When I found myself seated next to a lithe, bronzed first officer as the plane cut through wispy clouds thousands of feet over Barbados. I thought: life ain’t all that bad.

It got even better. From the time I met the first uptown Jamaican, I realised Carnival was a serious thing for them. And this was the first year that Jamaica would be having blue devils. They’ve had Mudders International muddy up the streets before, during the Road Parade on Sunday, but a blue devil band is something else.

Jamaica’s “brownings” were all in a tizzy, only talking about Wet Fete and asking, “So, are you going to Frenchmen’s Fete?” (Everybody who’s anybody was going to be there. But not this Trini. I was saving my body for J’Ouvert, Frenchmen notwithstanding.) By midnight on Friday, New Kingston was hopping. A powerful searchlight sliced through the sky on Lady Musgrave Road, leading us to the Jokers Wild fete.

J’Ouvert in Jamaica isn’t as wild and debauched as it’s getting to be in Trinidad, where you could see a man flat on his back with five women wining on him. But it has potential. Maybe because many of Jamaica’s Carnival lovers come down for Trinidad’s; and well, Jamaican women can really wine.

“Blouse and skirts!” (That’s a mild oath I hear but don’t know the origin of.) When three dancehall divas showed up in the fete, all hell broke loose. They wore long, silver wigs and itsy-bitsy batty riders. The crowd parted for them, and not a single man (or a married one, for that matter) could keep his eyes off them.

Of course the highlight — which I will cherish on my deathbed — was getting the job of applying body paint to the men to turn them into blue devils. I used to tell Trinis there aren’t good-looking men in Jamaica. I take it all back. There are! There are! And all showed up for J’Ouvert.
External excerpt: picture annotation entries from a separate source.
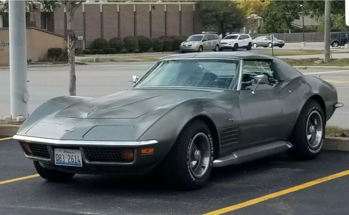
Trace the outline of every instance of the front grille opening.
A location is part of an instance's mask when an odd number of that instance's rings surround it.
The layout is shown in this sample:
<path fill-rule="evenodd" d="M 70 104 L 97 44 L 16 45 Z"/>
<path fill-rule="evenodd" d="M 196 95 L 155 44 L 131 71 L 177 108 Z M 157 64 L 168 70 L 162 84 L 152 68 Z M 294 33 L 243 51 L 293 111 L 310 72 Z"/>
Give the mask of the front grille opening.
<path fill-rule="evenodd" d="M 46 145 L 32 143 L 24 143 L 29 145 L 29 148 L 31 152 L 31 155 L 45 158 L 51 158 Z"/>
<path fill-rule="evenodd" d="M 85 147 L 84 151 L 86 158 L 91 162 L 117 162 L 126 163 L 132 162 L 134 159 L 133 156 L 131 159 L 125 157 L 124 149 L 121 148 L 113 147 Z M 130 149 L 127 149 L 129 152 Z M 124 154 L 123 154 L 123 153 Z"/>

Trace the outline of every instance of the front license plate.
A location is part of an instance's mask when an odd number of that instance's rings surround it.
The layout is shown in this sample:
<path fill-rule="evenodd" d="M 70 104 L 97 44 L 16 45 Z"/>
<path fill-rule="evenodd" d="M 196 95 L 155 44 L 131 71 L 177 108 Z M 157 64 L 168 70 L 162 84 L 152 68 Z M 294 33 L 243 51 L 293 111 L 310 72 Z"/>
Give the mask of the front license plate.
<path fill-rule="evenodd" d="M 56 165 L 82 167 L 81 160 L 80 150 L 54 149 L 54 164 Z"/>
Maybe they live abroad or they stay in their Beverly Hills homes the rest of the time, but there they were, throwing their bodies at me. I thought I’d died and gone to heaven, and the angels had bronze pectorals and muscled backs, because when I told them “Take off your T-shirt”, they did.

The first time I tried it, I held my breath. The fella didn’t even blink. He just pulled the T-shirt over his head and stood up there, waiting. I took a deep breath, bent down and scooped up some paint. Then I slowly and firmly started spreading it over his chest. He just stood there, shifting from side to side so I could rub it all over his arms and then his back. Then he smiled and ran off, happy. I just stood there in shock. Well I’ll be damned — it was that easy to feel up nice men in Jamaica.

Then another one came along. And another. I took my time and put that paint on like I was Leonardo da Vinci’s daughter.
I glanced to my left, where Harold and Keeshan had seized the opportunity to paint the women. They were studiously applying the paint to bosoms pushed eagerly in their faces. “Right there! Put it right there, see? Just a likkle bit so” (finger poking breast). “All right, put a ’and print right there” (pointing to crotch). Harold panicked for a millisecond, then recognised the chance of a lifetime staring him in the face. He seized it, and a dollop of paint.
The blue handprint stared back at him boldly. The girl looked down and nodded. Satisfied, she hurried away to show it off to her friends.

Harold stood, his hand in mid-air, staring after her. Then he caught himself, and turned around to smile at the next girl. “Where yuh want it?”

The blue paint was something new for most Jamaicans, and they loved it. We’d mixed three huge bags of cocoa with oil and petroleum jelly. But the Jamaicans were having none of it. “Blue! We want blue!” they shouted. Everybody ended up with paint on them, even the yachtie types.

By 4 a.m. the crowd was getting impatient. “When we going on the road?” they wanted to know. The DJ was spinning up a storm, but the blue paint was starting to itch, and didn’t the Trinis go on the road from 2 o’clock?

At five o’clock, the call came and the big truck started rolling. It took half an hour to get it through the driveway and on the road. And then it was as if we’d never stopped. The music started up again and we were on the road, Jamaicans and Trini “tutors” alike, wining on each other, backing back, leg up on the truck, hands on the ground, indulging joyously in the carnal (or carnally in the joyous, if you want to be like that) as the sky slowly lightened above the Blue Mountains.